JVV 0602
Delft, circa 1670
The blue and white dish has a wide, spreading flange and is painted in the centre with Fortune in a water landscape. She stands on a globe in an open shell at sea and holds in her raised right arm a narrow veil as a sail. To her left is a triton with a trident on a sea monster, to her right one with a flag on a large duck. Ships sail in the background. On the left in the background is a castle ruin on an island, on the right a mill among ruins on another island. The scene is framed in a double circle. The border is divided into five segments, separated by an S-shaped bracket with a face and a grove of bushes. The segments are filled with sea creatures.

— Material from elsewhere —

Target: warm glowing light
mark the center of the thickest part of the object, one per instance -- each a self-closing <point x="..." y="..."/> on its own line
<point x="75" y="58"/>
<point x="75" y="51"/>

Dimensions: diameter 39,3 cm / 15.47 in.
Provenance: Christie's London, auction 1-2 December 2015, lot 22, at Guest & Gray, London, April 2010.
Similar examples
Similar specimens are in the Victoria & Albert Museum in London (inv.no. C.195-1923), the Fitzwilliam Museum in Cambridge (inv. no. C.2863-1928), and a private collection (two dishes) in Brussels, Belgium. Another dish is at Aronson in Amsterdam, The Netherlands, a second was sold at Rob Michiels Auctions in Bruges, Belgium.
Explanatory note
This dish belongs to a select group of large dishes with the same segmented decor on the flange featuring sea creatures. Apart from this specimen, six other Fortune dishes are known to have the same arrangement of the decor, but with variations. For instance, there are seven different flanking sea creatures and sea monsters, but in one case they are replaced by ships. The islands in the background are generally a ruin and a mill, once two ruins and once a single mill. Some dishes are also known to feature a landscape or a sea creature instead of Fortune. They have the same segmented flange with sea creatures. The white of the tin glaze, the colour blue used and the style of painting point to one pottery and most probably also to one painter.